Sunday, July 16, 2017

Fabulous Magical Spies

The first time I read the blurb for Murder, Magic, and What We Wore, I knew I would be reading it at the earliest possible moment.  Lady Annis and her aunt are left penniless on her father's death, but Annis discovers that she has a skill that might solve their money problems--she can sew glamours. With a few stitches, she can change a wool garment to silk, or keep the wearer safe, or make her unnoticeable.  Annis has an eye for fashion; she thinks they have a chance.

But she's also begun to suspect that her father was on more than a business trip when he died--that in fact, he's been a spy. She approaches the Home Office and offers her services, but when they turn her down, she may have to figure out how to do her part for England on her own.

I read Kelly Jones's previous book, Unusual Chickens for the Exceptional Poultry Farmer, out loud to my son a couple of years ago, and we really loved it. This move into YA has all kinds of delightful elements--spies! balls! magic!--but I really, really wish they'd come together into one cohesive picture. Each of the parts is quite charming and delightful, but I got a bit of whiplash moving between them.

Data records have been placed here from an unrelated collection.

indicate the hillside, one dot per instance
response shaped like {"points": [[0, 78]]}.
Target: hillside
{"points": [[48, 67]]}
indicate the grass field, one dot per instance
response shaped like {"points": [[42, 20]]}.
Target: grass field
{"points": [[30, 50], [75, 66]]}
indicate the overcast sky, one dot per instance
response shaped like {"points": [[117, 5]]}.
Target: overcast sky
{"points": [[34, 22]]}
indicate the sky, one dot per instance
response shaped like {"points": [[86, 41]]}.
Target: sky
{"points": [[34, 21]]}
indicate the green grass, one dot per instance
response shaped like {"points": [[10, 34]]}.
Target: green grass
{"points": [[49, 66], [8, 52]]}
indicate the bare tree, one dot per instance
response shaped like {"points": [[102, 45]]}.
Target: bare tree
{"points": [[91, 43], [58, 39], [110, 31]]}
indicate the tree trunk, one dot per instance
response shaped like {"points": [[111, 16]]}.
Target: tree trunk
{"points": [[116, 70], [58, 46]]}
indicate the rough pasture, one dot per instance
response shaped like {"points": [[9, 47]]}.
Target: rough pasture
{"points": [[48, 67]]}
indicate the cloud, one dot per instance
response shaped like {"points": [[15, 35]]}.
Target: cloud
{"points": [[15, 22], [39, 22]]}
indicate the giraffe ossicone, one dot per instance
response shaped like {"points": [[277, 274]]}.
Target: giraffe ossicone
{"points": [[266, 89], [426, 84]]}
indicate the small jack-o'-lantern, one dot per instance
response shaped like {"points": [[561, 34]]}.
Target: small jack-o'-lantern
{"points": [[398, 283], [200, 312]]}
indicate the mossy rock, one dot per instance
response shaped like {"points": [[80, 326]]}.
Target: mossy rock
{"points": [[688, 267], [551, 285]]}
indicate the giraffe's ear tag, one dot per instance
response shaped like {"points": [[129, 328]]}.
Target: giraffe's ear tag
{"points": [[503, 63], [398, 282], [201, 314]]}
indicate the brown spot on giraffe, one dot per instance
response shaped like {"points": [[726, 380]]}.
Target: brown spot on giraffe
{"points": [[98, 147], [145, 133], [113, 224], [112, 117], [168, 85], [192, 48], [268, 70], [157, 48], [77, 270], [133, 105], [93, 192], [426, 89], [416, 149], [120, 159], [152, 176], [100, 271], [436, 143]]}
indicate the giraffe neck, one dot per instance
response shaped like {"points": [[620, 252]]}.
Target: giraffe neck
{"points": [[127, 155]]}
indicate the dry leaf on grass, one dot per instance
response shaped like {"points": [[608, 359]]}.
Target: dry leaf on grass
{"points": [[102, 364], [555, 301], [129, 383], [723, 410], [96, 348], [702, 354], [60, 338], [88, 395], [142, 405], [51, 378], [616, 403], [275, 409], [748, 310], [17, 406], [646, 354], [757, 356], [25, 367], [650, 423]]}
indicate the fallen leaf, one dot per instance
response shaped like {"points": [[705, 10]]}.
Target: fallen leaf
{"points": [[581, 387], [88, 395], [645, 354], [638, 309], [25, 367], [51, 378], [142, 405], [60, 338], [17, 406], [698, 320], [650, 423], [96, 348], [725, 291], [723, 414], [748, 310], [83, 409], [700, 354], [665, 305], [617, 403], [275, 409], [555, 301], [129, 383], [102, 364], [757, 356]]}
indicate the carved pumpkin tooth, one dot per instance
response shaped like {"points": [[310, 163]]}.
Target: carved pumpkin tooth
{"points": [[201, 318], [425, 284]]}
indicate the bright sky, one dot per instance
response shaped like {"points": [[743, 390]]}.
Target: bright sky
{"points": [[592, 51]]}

When Annis and her aunt find themselves destitute, they fear they'll have to be governesses or paid companions--a fall from social grace and a very limiting life.  Annis's skill might be able to save them--but becoming a seamstress, even a glamourist, would still exclude her from her social circle.  So her idea is to become a secret glamourist.  With the help of her maid, she disguises herself an an old French woman, Madame Martine, who is the new modiste in a small town outside of London.  Annis can have a normal social life while Madame Martine makes enough money to live on.

This is my favorite part of the plot--if you left the spies out of it completely, I would have loved this book.  Annis is completely overconfident (she's excellent at repairing and altering dresses, but quickly realizes she's never made one from scratch before), the pressure of being penniless is a wonderful tension, and her growing friendship with her world-wise new maid is absolutely heartwarming.  Annis is maybe too successful at everything--the upper class, they really are just like you and me--but it's charming, and she puts snobs in their place, demonstrates the actual, literal importance of clothing in the lives of young women, and finds her own competence.

At the same time, though, she's trying to unmask a plot to break Napoleon out of exile, and trying to get hired as a spy, and it's the clunkiest thing in the world.  Again, Annis is overconfident, but it comes across as much more arrogant.  I also saw through pretty much all the plot twists here (is literally EVERYONE in London a spy?), and all the suspicion just got in the way of the really sweet story of a girl trying to earn her own way in the world.

The book was so charming that I wanted to love it, and I'm going to read the next book Kelly Jones writes, because the premise here is so delightful, and what works here works so delightfully well.  But the pattern didn't quite come together into the beautiful piece I wanted it to be. 

I received a free advance copy of this book from Netgalley for review.